今回のエントリーに気になったことがあります
のでコメントさせてもらいます。
>その結果として株価を上げて
>株主・社員に恩恵をもたらす
”株価を上げて”ではなく、”株価が上がり”
ではないでしょうか?
経営者が目指すべきは、企業価値の増大です。
株価(時価総額)は企業価値に追従して
価格が決まるものです。ただ市場が判断する
ので、企業価値に対して、高かったり、
安かったりすることもありますが、
経営者なり会社の意のままに
上がったり、下がったりするもの
ではないと思います。

Satoshi

 きのさん、確かにこういった微妙な言葉のあやには気をつけなければなりませんね。「結果として上げて」言えば、それは人為的に上げたものではなく、「会社の価値を上げることにより、自然と上がった」意味だと伝わると思ったのですが…。

surfthirty

はじめまして、Satoshiさん(とお呼びすればよろしのでしょうか?)。自分のブログに訪問しコメントまでいただいてありがとうございます。この記事を含め、いくつかの記事を拝見しました。なるほどなと思う部分も少なくありませんでした。ただ、評価軸は色々あるのだということだと思います。自分は、彼の挑戦者としての行動力という点で評価はできると思いました。
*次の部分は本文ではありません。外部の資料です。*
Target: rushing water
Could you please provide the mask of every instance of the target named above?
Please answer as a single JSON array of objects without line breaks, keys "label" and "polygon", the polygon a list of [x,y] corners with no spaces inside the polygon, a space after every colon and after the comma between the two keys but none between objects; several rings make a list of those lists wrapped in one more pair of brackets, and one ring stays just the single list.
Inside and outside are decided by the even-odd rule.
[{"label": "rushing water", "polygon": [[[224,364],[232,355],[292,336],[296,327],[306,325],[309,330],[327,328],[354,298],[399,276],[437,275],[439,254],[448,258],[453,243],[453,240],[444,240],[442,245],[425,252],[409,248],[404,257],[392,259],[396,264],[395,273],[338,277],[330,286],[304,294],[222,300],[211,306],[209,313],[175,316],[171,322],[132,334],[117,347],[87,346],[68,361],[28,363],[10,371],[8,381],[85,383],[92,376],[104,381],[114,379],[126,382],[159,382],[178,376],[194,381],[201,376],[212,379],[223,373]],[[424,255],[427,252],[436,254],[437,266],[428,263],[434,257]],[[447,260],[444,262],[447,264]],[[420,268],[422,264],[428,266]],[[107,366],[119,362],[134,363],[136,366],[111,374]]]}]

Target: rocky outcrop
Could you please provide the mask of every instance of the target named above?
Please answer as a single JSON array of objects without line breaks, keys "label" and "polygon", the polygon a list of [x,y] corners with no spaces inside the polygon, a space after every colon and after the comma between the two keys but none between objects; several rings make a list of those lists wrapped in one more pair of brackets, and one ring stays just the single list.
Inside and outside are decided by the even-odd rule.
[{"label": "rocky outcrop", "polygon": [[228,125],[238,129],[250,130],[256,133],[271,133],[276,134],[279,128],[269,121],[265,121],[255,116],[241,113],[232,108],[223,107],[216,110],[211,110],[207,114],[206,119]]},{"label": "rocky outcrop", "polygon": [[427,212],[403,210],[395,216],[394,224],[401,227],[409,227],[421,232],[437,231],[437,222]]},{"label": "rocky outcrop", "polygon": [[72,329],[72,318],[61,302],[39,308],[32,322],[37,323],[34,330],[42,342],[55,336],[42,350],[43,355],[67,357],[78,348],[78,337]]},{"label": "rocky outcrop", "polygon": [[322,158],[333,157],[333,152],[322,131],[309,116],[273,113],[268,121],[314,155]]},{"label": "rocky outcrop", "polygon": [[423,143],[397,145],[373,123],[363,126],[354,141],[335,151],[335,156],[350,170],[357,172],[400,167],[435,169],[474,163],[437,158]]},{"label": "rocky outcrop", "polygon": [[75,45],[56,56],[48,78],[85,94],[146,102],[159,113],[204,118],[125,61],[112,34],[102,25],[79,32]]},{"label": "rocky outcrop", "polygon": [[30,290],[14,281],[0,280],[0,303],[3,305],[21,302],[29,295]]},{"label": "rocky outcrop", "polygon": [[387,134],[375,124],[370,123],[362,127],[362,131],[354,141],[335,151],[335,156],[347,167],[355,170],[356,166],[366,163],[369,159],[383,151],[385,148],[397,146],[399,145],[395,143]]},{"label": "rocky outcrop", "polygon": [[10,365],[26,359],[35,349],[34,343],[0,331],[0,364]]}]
彼を見て、ふるいたたされた起業家も多いですし(主に20代、30代ですが)。実際に、彼の出資で今があるベンチャー企業もあるそうですしね。彼より上の世代はともかく、若い世代への影響力は良くも悪くもあったのだと思います。ところで、自分は誤解してるかもしれませんが、Windows95を作ったって本当ですか?、スゴいですね。自分は卒業論文はwindows95のtexで書きました。懐かしいです。

Satoshi

 堀江さんに関し言えば、「自分自身が広告塔となって自社の宣伝をすること」、「硬直した日本の社会に風穴を開けようとしたかかんな態度」の二つに関しては、ものすごく高く評価しています。たった一つだけどうしても賛成できなかったのが、株価を上げてそれを利用して会社を買収をして会社を大きくして行くという戦略。その戦略を一度とると後には引けなくなってしまい、常に合法と違法のギリギリのところを歩かなければならなくなります。今回の逮捕は、あの戦略を採ってしまったゆえの必然的な結果だったのだと私は解釈しています。